◎「さしみ(刺身)」
この「さし」は他動表現ではなく、自動表現の「さし」。身を「さす」のではなく、身が「さし」ている。日がさす、の「さ」と同じ。それにより新鮮さその他の日がさすような発生感が表現される。美しくなった身、のような意。生の魚介類などを薄めに切り整えた、料理の一種。素材は一般的には魚介類をもちいますが、歴史的には「茗荷(ミャウガ)のさしみ」や「蒟蒻(コンニャク)のさしみ」という表現もある。「つくりみ(造り身)」や「おつくり(御造り)」とも言う。鯛なら鯛とわかるようにその魚の鰭(ひれ)をさしておくので サシミ という、という語源説もある。
「指身 鯉 イリ酒 ワサヒ 鮒 スシ ナマス カマホコ…」(『鈴鹿家記』応永六(1399)年)六月十日:「イリ酒」は、醤油以前の、それにあたるような調味料。ここに「スシ」とありますが、後世のような握りずしではない(それは江戸時代に生まれた)。ここでは、たぶん、鮒(ふな)の馴れずし。「カマホコ」が魚のすり身を板につけ焼いたものなのか、細い棒にぬり、焼いた、後の竹輪(チクワ)状のものなのかは微妙な問題。ただ、それは焼いたものであって、蒸したものではないでしょう)。
「冷麺居之、鯛指身(サシミ)居之」(『康富記』文安五(1448)年八月十五日)。
◎「さしもぐさ」
「さはししもくさ(醂し霜草)」。醂(さは)した霜草(しもくさ)、ということ。「さはし(醂し)」はその項。「しもくさ(霜草)」に関しては「もぐさ(艾)」の項。すなわち、醂(さは)した(余計な成分を取り除いた)「霜草(しもくさ:よもぎ(蓬))」ということです。蓬(よもぎ)の葉から不用物(ごみ)が取り除かれ、必要な葉裏の毛のようなものが残されたものです。また、この語は蓬(よもぎ)自体の異名にもなっており、艾(もぐさ:これは灸に用いる)の関係で、身を焦がす、や、燃ゆる、などと歌われたりもする。

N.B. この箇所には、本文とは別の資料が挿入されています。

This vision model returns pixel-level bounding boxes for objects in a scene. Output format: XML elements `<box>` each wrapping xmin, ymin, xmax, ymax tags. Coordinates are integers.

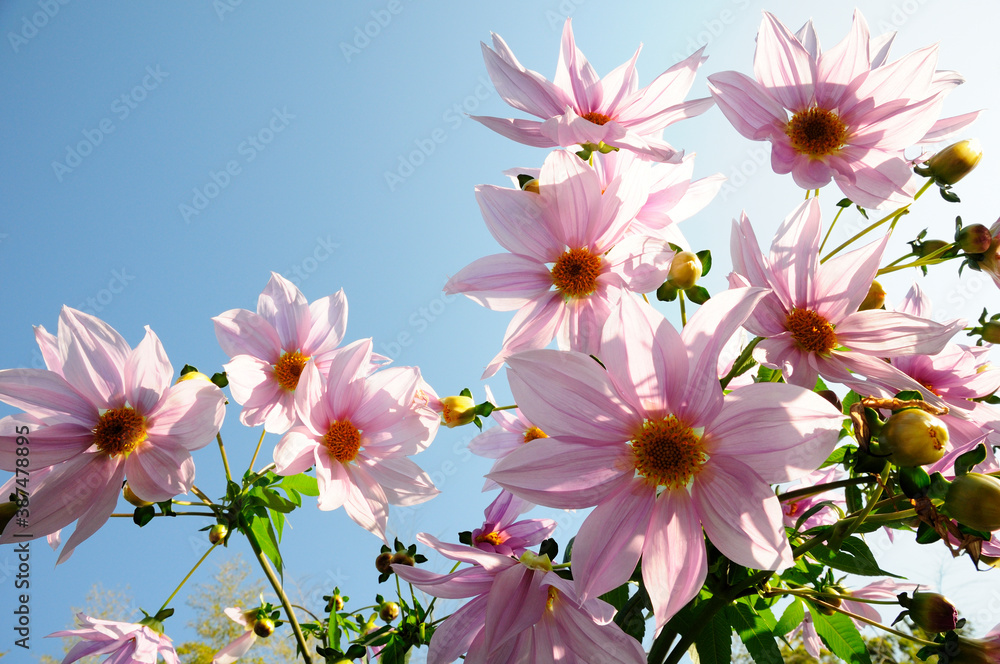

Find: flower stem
<box><xmin>157</xmin><ymin>540</ymin><xmax>219</xmax><ymax>615</ymax></box>
<box><xmin>244</xmin><ymin>529</ymin><xmax>312</xmax><ymax>664</ymax></box>
<box><xmin>247</xmin><ymin>430</ymin><xmax>267</xmax><ymax>471</ymax></box>
<box><xmin>778</xmin><ymin>477</ymin><xmax>875</xmax><ymax>502</ymax></box>
<box><xmin>215</xmin><ymin>433</ymin><xmax>233</xmax><ymax>482</ymax></box>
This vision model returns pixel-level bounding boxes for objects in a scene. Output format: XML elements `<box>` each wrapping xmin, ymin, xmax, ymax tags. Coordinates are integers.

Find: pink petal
<box><xmin>125</xmin><ymin>325</ymin><xmax>174</xmax><ymax>413</ymax></box>
<box><xmin>692</xmin><ymin>456</ymin><xmax>794</xmax><ymax>569</ymax></box>
<box><xmin>703</xmin><ymin>383</ymin><xmax>844</xmax><ymax>484</ymax></box>
<box><xmin>573</xmin><ymin>478</ymin><xmax>656</xmax><ymax>601</ymax></box>
<box><xmin>486</xmin><ymin>438</ymin><xmax>635</xmax><ymax>509</ymax></box>
<box><xmin>644</xmin><ymin>490</ymin><xmax>708</xmax><ymax>632</ymax></box>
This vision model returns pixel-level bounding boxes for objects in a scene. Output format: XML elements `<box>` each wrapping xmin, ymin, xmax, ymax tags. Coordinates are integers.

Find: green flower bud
<box><xmin>378</xmin><ymin>602</ymin><xmax>399</xmax><ymax>623</ymax></box>
<box><xmin>923</xmin><ymin>139</ymin><xmax>983</xmax><ymax>185</ymax></box>
<box><xmin>944</xmin><ymin>473</ymin><xmax>1000</xmax><ymax>532</ymax></box>
<box><xmin>667</xmin><ymin>251</ymin><xmax>702</xmax><ymax>290</ymax></box>
<box><xmin>878</xmin><ymin>408</ymin><xmax>948</xmax><ymax>467</ymax></box>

「かくとだにえやは伊吹(いぶき)のさしも草さしも知らじな燃ゆる思ひを」(『後拾遺和歌集』:「かくとだに」は、このようににては?に、ということ。「えやは伊吹(いぶき)の」は、得(え)やは言ふ(言ひ得るか?:言うことを得るや、の倒置表現であり、いわゆる、係り結び)。そして「いぶきやま(伊吹山)」という現存する山の名がかかっている。そして「さしも(「さ」はなにかを指し示し、それしも)」と「さしもぐさ」の「さしも」がかかり、それがくすぶるように燃える)。
◎「さす(叉手)」
「さしはす(挿し斜)」の音変化。「し」は退行化し「さはす」のような音が「さす」になった。「さし(挿し)」は異物介入のそれ(→「さし(差し…)」の項)。「はす」は斜(なな)めです。「さしはす(挿し斜)→さす」は、(相互に)挿入している斜め、ということ。切妻造の家の屋根端で斜めに交叉している材やその部分を言う(その部分を言う、とは、「さす」は構造名であり、そうした構造に用いる部材名でもあるということ)。「さすまた」(武具の一種:先端が斜めに二股に分かれている)という語もある。
「杈首 ……佐須」(『和名類聚鈔』:これは「和名」とは書かれていない。どうも「杈首」の音(オン)として扱われているようです)。